Targi w Kazimierzu Dolnym
___
Na targi się z Dariuszem dziś w końcu wybrałam
I ani przez chwilę nie pożałowałam!
Porcelanę kupiłam, niech się chińska schowa,
Piękną jak malowanie, uwierzcie w me słowa!

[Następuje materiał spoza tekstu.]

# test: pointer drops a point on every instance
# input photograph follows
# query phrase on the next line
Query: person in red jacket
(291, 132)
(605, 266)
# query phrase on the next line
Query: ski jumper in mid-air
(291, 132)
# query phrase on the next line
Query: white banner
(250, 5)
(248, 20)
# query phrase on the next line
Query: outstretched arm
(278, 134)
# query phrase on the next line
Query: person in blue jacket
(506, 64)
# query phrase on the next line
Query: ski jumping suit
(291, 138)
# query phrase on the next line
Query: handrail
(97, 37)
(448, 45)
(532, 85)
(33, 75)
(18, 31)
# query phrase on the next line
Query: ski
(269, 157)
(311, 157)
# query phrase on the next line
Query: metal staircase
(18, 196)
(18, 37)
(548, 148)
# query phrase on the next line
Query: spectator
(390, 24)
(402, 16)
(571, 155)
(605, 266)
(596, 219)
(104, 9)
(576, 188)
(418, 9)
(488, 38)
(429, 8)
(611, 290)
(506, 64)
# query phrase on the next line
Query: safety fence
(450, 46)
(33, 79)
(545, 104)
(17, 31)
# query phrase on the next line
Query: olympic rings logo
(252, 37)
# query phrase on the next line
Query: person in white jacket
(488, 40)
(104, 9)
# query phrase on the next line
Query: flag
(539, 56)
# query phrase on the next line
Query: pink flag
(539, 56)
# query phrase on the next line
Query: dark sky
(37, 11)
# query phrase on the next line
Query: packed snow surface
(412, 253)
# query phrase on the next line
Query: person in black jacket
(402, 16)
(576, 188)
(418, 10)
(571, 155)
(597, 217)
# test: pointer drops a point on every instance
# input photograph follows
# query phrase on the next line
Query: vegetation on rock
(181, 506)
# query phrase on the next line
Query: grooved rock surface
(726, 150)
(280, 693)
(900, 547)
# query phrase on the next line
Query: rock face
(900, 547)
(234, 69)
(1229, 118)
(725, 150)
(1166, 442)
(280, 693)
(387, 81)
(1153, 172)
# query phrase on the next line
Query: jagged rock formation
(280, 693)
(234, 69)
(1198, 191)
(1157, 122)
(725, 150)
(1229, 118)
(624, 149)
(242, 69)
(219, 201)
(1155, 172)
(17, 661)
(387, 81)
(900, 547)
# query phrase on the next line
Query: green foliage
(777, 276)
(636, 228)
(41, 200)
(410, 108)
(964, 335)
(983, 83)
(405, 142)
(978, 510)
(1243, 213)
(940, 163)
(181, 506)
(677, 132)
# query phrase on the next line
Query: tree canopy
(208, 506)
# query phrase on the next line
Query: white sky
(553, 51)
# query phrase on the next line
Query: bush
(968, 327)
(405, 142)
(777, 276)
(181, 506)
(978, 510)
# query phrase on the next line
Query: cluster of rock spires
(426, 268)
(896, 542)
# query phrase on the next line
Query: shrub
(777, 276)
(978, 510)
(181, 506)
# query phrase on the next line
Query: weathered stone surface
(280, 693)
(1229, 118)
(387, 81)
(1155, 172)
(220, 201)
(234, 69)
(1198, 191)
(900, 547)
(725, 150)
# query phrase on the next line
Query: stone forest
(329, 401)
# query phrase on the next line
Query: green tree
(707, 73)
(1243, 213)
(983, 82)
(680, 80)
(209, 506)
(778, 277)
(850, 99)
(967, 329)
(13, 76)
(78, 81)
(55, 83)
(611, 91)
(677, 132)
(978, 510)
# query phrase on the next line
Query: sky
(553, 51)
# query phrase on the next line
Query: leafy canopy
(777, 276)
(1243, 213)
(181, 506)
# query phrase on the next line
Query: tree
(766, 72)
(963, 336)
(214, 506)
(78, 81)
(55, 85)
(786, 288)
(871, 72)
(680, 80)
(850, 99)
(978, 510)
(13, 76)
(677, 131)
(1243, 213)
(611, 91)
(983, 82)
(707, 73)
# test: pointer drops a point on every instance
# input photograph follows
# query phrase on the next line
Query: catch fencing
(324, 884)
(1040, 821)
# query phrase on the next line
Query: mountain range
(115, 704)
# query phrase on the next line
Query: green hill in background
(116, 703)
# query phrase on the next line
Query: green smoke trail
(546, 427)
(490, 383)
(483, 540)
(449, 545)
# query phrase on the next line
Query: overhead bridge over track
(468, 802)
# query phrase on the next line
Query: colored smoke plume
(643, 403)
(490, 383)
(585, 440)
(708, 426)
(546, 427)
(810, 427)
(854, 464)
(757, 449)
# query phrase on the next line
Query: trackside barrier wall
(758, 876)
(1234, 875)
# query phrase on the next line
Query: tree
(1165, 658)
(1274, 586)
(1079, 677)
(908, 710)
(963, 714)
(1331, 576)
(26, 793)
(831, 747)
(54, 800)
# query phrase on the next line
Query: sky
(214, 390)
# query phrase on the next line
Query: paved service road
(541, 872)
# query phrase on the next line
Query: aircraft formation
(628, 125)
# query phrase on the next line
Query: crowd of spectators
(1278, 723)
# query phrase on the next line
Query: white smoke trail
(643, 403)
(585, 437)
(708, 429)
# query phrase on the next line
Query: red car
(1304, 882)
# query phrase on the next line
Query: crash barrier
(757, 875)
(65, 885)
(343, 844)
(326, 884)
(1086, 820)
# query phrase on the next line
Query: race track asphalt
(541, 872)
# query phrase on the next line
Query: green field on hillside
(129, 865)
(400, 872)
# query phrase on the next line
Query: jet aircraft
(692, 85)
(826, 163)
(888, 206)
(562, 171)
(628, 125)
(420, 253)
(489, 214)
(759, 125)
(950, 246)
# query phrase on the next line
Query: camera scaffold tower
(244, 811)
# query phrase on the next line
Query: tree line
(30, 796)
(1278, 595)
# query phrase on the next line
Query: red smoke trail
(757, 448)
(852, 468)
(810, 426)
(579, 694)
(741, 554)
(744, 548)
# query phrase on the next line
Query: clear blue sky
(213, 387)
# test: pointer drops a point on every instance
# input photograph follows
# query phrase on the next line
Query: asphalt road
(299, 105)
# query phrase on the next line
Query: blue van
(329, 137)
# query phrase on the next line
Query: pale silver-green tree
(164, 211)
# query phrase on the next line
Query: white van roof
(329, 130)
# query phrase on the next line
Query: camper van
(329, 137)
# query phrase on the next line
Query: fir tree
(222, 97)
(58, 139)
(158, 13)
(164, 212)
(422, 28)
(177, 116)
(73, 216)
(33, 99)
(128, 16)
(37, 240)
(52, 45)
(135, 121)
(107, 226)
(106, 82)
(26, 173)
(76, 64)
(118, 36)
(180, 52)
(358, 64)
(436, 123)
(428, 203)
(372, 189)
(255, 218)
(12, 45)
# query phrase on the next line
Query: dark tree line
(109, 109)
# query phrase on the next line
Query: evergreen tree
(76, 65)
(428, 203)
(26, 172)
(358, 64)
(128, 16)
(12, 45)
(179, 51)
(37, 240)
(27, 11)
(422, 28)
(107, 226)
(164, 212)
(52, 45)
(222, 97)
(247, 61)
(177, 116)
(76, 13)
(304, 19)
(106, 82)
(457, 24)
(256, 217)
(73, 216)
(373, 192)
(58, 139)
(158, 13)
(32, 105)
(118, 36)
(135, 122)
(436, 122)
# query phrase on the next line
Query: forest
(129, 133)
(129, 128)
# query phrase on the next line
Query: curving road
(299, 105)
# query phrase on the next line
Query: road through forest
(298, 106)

Potem dzban do wina ochoczo nabyłam,
I antałek do piwa też, jak już tam byłam!
Także garniec do kwaszenia ogórków mnie skusił,
Będą takie pyszne, jak te od mamusi!
Koszyczek na owoce i na zakupy kosz,
Oj, przydałby się do wydania dodatkowy grosz!
Doniczka do kwiatka w rowerek zaklęta,
Świątki, diabełki, przeróżne zwierzęta,
Gliniane dwojaczki, misy wypalane,
Kupuję jak szalona, oszczędność mam za nic,
I kupiłabym jeszcze różnych rzeczy z tysiąc,
Bo było w czym wybierać, mogę wam to przysiąc,
Ale usłyszałam przepiękną muzykę,
Jakby ktoś chciał zwabić swoją Eurydykę,
Potem statkiem po Wiśle rejs cudny odbyłam,
Dziękuję Ci Dariuszu, że na targach byłam!